More than 20 people showed up to the regular meeting of the Bella Vista Water District. The first hour at Monday’s meeting was open for public comment.
Much of the discussion centered on the shockingly high bill for many customers’ water usage and the high penalties.
Board members took questions and answered what they could. Each of them attempted to sympathize with those in attendance, explaining that they are customers too and are feeling the pinch.
Chrissy Grotting took a huge hit on her latest bill, incurring roughly $400 in penalties. She, like many residential customers, had hoped for clearer, prior warning before being tacked with the charges.
"It wasn't sent as a separate notification. I received a separate notification two and a half months after the fact I was on a ration,” she said.
Grotting was shocked to learn of her massive water bill in March and April.

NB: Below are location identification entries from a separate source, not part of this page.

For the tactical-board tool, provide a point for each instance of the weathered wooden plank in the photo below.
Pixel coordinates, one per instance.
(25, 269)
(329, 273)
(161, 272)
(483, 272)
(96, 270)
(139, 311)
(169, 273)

“Had I known I was on a ration, I would've cut back. It's that simple,” she said.
Other residential customers are just hoping to avoid this mess altogether.
"Just trying to watch the usage and so forth to keep under the allotment,” said Steven Cook. “I'm on an allotment every two months - on a two month billing period - and if you don't stay under it you go into a three stage penalty program and it gets pretty expensive."

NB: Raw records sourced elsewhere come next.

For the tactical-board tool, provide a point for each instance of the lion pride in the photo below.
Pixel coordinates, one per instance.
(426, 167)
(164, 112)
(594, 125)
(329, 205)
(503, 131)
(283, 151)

District officials said April 28 in an open meeting at Shasta College they were able to pull some water from the Anderson-Cottonwood Irrigation District. The allocation rose from 50 percent up to 80 percent for municipal and industrial water usage.
But in terms of agriculture usage it is still a struggle.
"Unfortunately our allocation for agriculture is still zero from the [Bureau of Reclamation] so we're going to give them basically 80 percent of the average residential use,” said board president Jeff Steppat in April. “We have a supplemental water program if they want to grow crops they can purchase water and we will find it for them."
The Shasta County Board of Supervisors voted unanimously May 6 to declare a local emergency because of the drought.